How I Would’ve Done It
We can keep the premise. We can keep the bulk of the characters. Tom Paris is good, but I would’ve played on him as disreputable – always looking for an angle to try to get Voyager home quicker. Cut Tuvok’s long-standing friendship with Janeway. And cut him as a Vulcan. Make him a Romulan observer who was aboard (for their initial mission), and now has to integrate into the crew, but whose motivations and choices are often questionable, although he learns morality along the way. Harry Kim and Neelix are out. Instead, I would’ve used Nog (Aron Eisenberg) from Star Trek: Deep Space 9, who now has to embrace his Ferengi instincts to barter with people in the Delta Quadrant for supplies and resources. Atop of being a Starfleet officer, he has to learn to accept who he is.

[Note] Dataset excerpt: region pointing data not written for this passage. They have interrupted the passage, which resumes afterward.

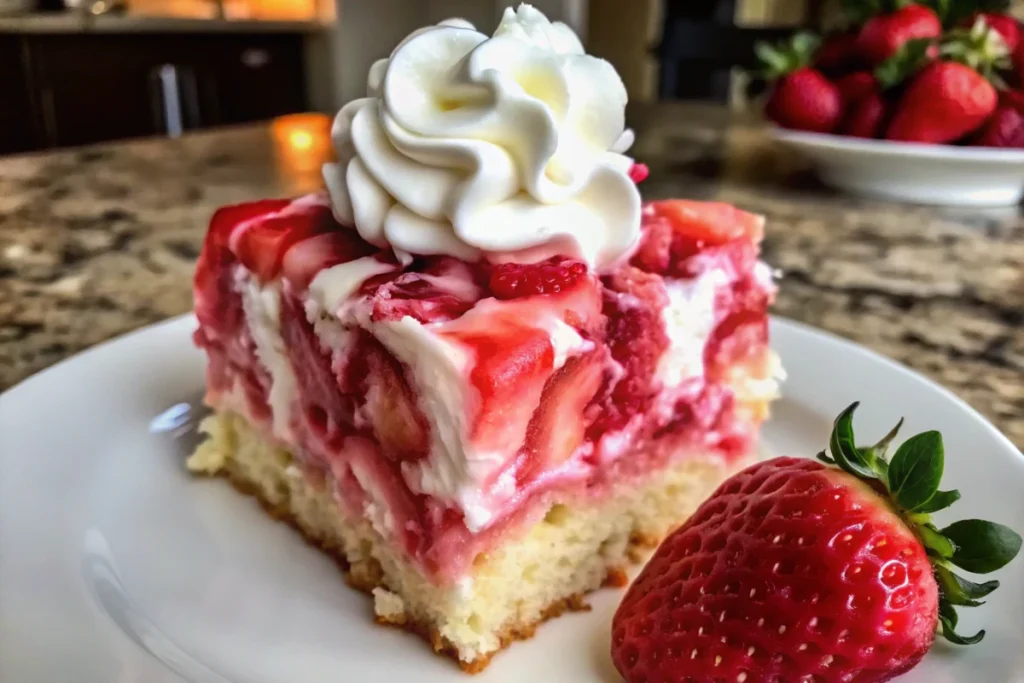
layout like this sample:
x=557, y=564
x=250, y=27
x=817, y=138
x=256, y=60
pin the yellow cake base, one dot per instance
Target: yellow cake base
x=580, y=545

Janeway and Chakotay can stay, but both are pushed way down the chain of command – Janeway to Lieutenant Commander, Chakotay to equal rank, more general experience, but no real bridge qualification. When the Voyager is shunted into the Delta Quadrant, the bridge crew – including the Captain and the First Officer – are killed. Janeway survives because she’s in Astrometics, and is now thrown way out of her depth because she has to take command. The crew are divided about her. Half want to uphold Starfleet principles, the other half feel they should just do whatever’s required to get the Voyager home as quickly as possible. Everybody’s unsure whether Janeway has the capability to command. It doesn’t help that Chakotay feels he should be in charge. Torres also stays, but not as this fledgling engineer, but chief engineer who’s been around, is decorated, and has the respect of the crew. Her support of Janeway validates Janeway’s standing.

Throughout, Janeway’s ideals are tested. But the Voyager is a big ship, and she has a lot of people wanting to get home, so there are times she has to compromise for one reason or another – either to keep the ship functioning, because she finds a possible shortcut, or simply because she recognizes the crew’s coming apart. Voyager (the ship) also experiences wear. Throughout the existing show, Voyager always looks pristine, but the ship would become scarred, run out of resources, and even go through stretches (as in episodes) where systems aren’t working. It’ not like they can just stop at a starbase and get a service, so keeping the ship up and running drives the urgency of their mission.